CVE-2023-25435

An attacker provides a crafted TIFF file (the PoC) and invokes `tiffcrop` with specific command-line options: `-E l -Z 12:50,12:99 -e divided -R 270` [ref_id=1]. The tool processes the malformed image, and during `extractContigSamplesShifted8bits()` it reads beyond the allocated heap buffer, causing a SIGSEGV [ref_id=1]. No authentication or special network access is required — the attacker only needs to deliver the malicious file to a victim who runs `tiffcrop` on it.

The vulnerability resides in the function `extractContigSamplesShifted8bits()` at `/libtiff/tools/tiffcrop.c:3753` [ref_id=1]. The call chain is `main` → `processCropSelections` → `extractSeparateRegion` → `extractContigSamplesShifted8bits` [ref_id=1]. The ASAN report confirms a heap-buffer-overflow read of size 1 at that location [ref_id=1].

The issue report does not include a patch or a fix commit [ref_id=1]. The advisory only documents the heap-buffer-overflow crash and provides a PoC to reproduce it [ref_id=1]. Without a published fix, the remediation guidance is limited to avoiding use of `tiffcrop` on untrusted images or waiting for an upstream patch from the libtiff project.
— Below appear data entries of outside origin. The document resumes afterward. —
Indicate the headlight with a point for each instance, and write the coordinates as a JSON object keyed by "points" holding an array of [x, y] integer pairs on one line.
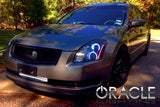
{"points": [[10, 42], [90, 52]]}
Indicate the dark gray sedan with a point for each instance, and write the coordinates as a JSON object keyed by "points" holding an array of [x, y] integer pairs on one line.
{"points": [[90, 46]]}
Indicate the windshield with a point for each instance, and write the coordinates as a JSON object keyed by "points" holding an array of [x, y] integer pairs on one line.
{"points": [[108, 15]]}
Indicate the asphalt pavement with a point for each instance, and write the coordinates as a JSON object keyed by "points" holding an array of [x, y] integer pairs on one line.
{"points": [[145, 72]]}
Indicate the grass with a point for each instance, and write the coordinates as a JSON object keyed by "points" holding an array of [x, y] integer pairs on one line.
{"points": [[155, 33], [5, 36]]}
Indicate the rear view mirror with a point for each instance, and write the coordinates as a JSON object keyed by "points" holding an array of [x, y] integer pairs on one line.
{"points": [[137, 23]]}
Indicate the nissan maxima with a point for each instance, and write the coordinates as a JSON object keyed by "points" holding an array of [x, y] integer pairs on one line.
{"points": [[88, 47]]}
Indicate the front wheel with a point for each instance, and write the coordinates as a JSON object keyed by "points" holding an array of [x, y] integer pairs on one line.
{"points": [[120, 69]]}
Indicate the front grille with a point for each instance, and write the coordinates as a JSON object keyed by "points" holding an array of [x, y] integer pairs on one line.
{"points": [[36, 55]]}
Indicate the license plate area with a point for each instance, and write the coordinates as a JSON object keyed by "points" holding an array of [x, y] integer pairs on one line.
{"points": [[29, 70]]}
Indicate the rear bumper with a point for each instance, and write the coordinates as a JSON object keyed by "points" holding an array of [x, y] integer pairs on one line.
{"points": [[46, 88]]}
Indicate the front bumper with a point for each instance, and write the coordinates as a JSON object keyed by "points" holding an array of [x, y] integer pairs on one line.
{"points": [[46, 88], [63, 77]]}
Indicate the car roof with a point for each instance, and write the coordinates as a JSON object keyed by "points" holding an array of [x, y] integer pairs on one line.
{"points": [[109, 4]]}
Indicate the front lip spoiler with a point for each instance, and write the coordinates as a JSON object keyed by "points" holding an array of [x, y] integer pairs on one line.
{"points": [[45, 88]]}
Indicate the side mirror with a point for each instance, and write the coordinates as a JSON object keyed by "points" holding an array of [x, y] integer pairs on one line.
{"points": [[137, 23]]}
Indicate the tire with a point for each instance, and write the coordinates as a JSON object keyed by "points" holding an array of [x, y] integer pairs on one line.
{"points": [[145, 52], [121, 68]]}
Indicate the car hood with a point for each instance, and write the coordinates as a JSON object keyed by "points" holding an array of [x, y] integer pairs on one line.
{"points": [[66, 36]]}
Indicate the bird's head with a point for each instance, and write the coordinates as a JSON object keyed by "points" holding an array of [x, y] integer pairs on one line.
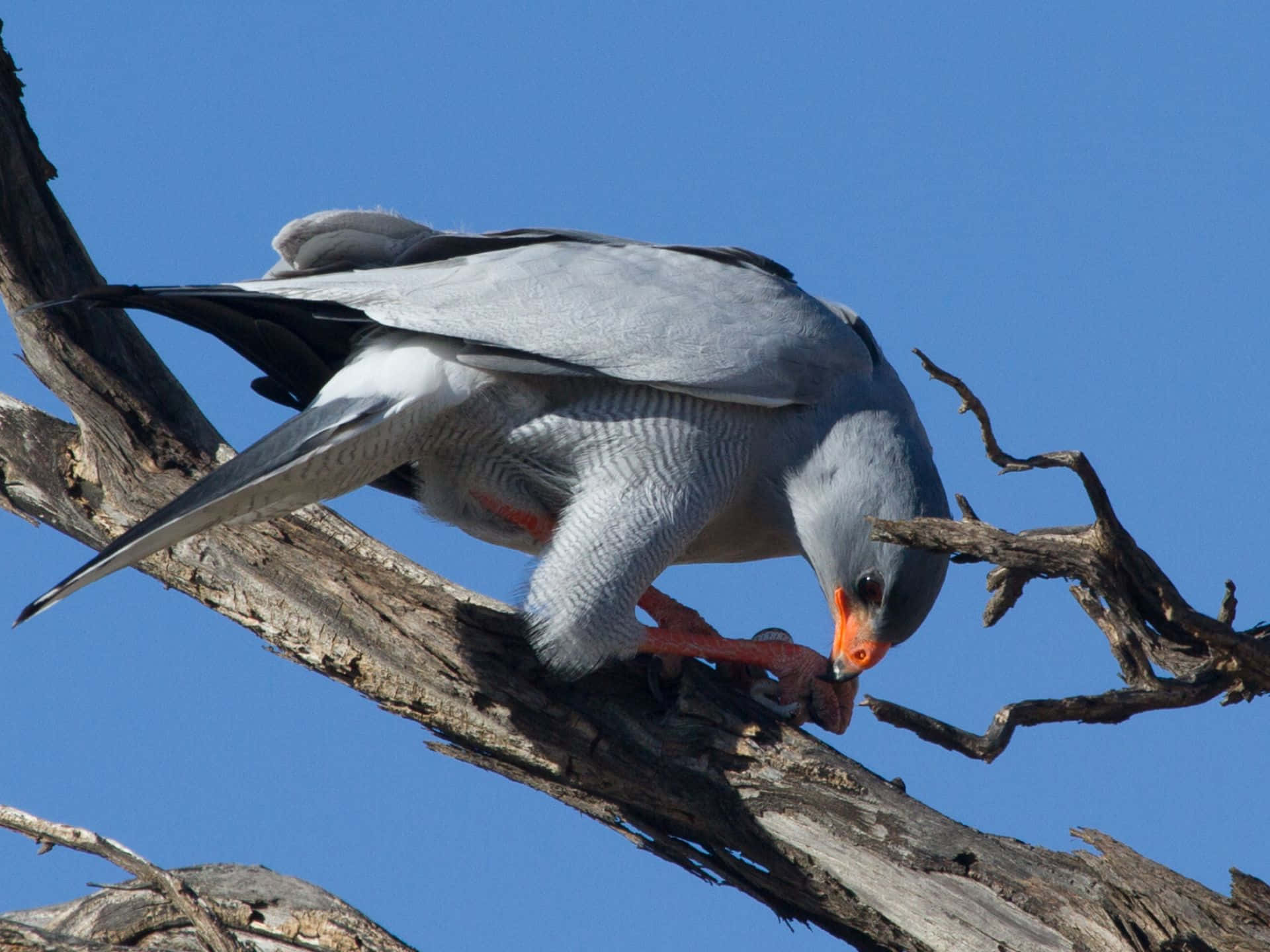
{"points": [[872, 463]]}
1. Clone the libtiff repository and build version 4.5.0 (commit a63e18ca) with AddressSanitizer enabled [ref_id=1]. 2. Obtain the PoC file from the issue attachment [ref_id=1]. 3. Run: `./tools/tiffcrop -E l -Z 12:50,12:99 -e divided -R 270 poc /dev/null` [ref_id=1]. 4. Observe the SIGSEGV and the ASAN report confirming a heap-buffer-overflow at `extractContigSamplesShifted8bits` line 3753 [ref_id=1].